Bu nedenlerin ana başlıklarını birkaç maddede sıralarsak:
- Kurum, kurulun amacını net belirlememiştir.
- İhtiyaçtan kaynaklanmadığı için ölü doğmuştur.
- İlkeleri bilimsel olmadığı için tıkanmıştır.
- Sık sık değişen yönetmelik ve yasalarla istikrarı bozulmuştur.
- Genel geçerli olan bozuk düzen içinde “alabora” olmuştur.
- Yönetici aktörleri evrensel düşünce içeren bakış açısına sahip değildir.
- Yöneticiler bağımsız değildir.
- Kurumun yaşamını sürdürecek insan ve para kaynakları yetersizdir.
- Kurumun canlılığını sağlayan “insan” pasif direniş göstermektedir.
Bu nedenleri kategorize eder, iki nedene indirgersek:
- Ya işleyişte (düzende-sistemde) bir bozukluk vardır.
- Ya da insan unsurunda bir eksiklik vardır.
Şayet bir kurumun analizini bilimsel yaklaşımla yapacaksak, bilimin yasaları acımasızdır; iyi niyetle örtüşmezler; ya uyarsınız “olursunuz” ya da uymazsınız “ölürsünüz”.
Üniversitede, hocalarımızla sorunlarımızı tartışırken bunları düşündüm. Üniversite öğretim üyelerinin günümüzdeki durumu “Bir dokun bin ahh işit”.
Sorunlar:
Üniversitede “akademik piramit” ters dönmüş.
Bir disiplinde tabanı geniş olması gereken piramit, tepesi geniş hale dönüşmüş.
Bazı disiplinlerde 10 hocaya bir asistan bile düşmeyecek hale gelmiş.
Doğrusu kadro yokluğundan asistan alabilme işleminin yıllardır tıkanıklığı bilinen bir durumdur.
Böyle bir ortamda, öğretim üyesinden çağdaş eğitim, insan yetiştirme ve bilim üretme fonksiyonlarını gerçekleştirmeyi beklemek “arzuları tatmin”den öteye geçemez.
Bir başka sorun seçimle gelen anabilim dalı ve bilim dalı başkanlarının yetki-sorumluluk dengesizliğidir. Anabilim dalı başkanları sorumlulukları üstlendikleri diğer öğretim üyeleri üzerinde herhangi bir yaptırım gücünün olmaması nedeniyle, birim içinde disiplin ve eğitim yetersiz olmaktadır.

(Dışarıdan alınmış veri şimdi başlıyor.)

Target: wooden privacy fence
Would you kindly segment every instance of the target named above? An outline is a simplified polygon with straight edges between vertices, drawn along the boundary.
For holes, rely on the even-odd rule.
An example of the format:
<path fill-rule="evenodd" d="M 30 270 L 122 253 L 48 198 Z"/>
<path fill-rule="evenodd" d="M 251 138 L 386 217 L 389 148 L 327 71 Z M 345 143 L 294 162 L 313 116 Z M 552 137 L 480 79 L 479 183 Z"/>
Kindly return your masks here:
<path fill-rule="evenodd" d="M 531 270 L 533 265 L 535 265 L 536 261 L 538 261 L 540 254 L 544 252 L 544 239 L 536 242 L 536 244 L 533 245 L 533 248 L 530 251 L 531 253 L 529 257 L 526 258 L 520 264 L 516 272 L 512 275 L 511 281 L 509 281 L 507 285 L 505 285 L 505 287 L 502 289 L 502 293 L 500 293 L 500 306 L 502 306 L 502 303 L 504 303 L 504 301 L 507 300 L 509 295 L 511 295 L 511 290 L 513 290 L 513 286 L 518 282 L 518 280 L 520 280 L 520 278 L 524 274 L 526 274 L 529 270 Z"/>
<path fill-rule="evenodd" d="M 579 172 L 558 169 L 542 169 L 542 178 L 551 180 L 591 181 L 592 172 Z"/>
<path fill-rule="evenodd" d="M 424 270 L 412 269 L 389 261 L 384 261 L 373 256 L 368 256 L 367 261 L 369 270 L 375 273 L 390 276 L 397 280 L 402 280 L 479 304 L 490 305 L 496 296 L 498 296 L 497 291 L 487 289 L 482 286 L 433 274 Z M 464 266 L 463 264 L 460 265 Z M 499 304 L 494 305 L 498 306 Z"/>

Öğretim üyelerini denetleyen bir sistem geliştirilememektedir. Bir başka sorun, öğretim üye sayısının (profesörlerin) çokluğu nedeniyle, genç jenerasyonun önü tıkanmaktadır. Bir fakültede birkaç fakülte kurabilecek kadar öğretim üyesi varken, bazı fakültelerde bir disiplini kurmak için öğretim üyesi bulunamamaktadır.
Diğer bir sorun, üniversitedeki altyapı yetersizliği sorunudur. Özellikle temel bilimlerdeki bu yetersizlik bilim üretmenin temel dinamiğini köreltmektedir.
En çok yakınılan sorunlardan biri de üniversitedeki seçim sistemidir. Kimi öğretim üyeleri seçimin kaldırılmasını (azınlıkta) isterken, kimi öğretim üyeleri yöneticilerin seçimle belirlenmesini (ezici çoğunluk) istemektedir. Ancak dekan ve rektörlerin doğrudan öğretim üyeleri tarafından seçilmesini önermektedirler.
Öğretim üyeleri, rektörlerin “tek adam-tek yetkili” olan fonksiyonunun doğru olmadığını, bu durumun disiplinlerin istikrar ve iradesini yozlaştırdığını ileri sürmektedirler.
En çarpıcı tespitlerden biri de yayın sorunudur. YÖK’ün “yabancı dergilerde yayın” şartını doçentlik aşamasında “genel geçer” kural haline getirmesiyle üniversitede yabancı yayın sayısı artmış, ancak ülkemiz için bilim üretme adına pratik bir değeri olmamıştır. Ülkemizdeki üretim sorunlarına bilimsel bir ivme kazandırmamıştır.
Doğrusu bu saptama üniversitelerimiz ve geleceğimiz için en önemli sorundur.
Üniversitelerimizin istikbali için yapılan saptamalardan en çarpıcı ve düşündürücü olanı “öğrencilerin ilgisizliği”dir.
Ve fakülteler arası diyalog yok denecek kadar azdır, ümitsizlik psikolojisi yaşayan öğretim üyesi sayısı artmadan “acil çözüm” gerekiyor. Selam ve saygılar.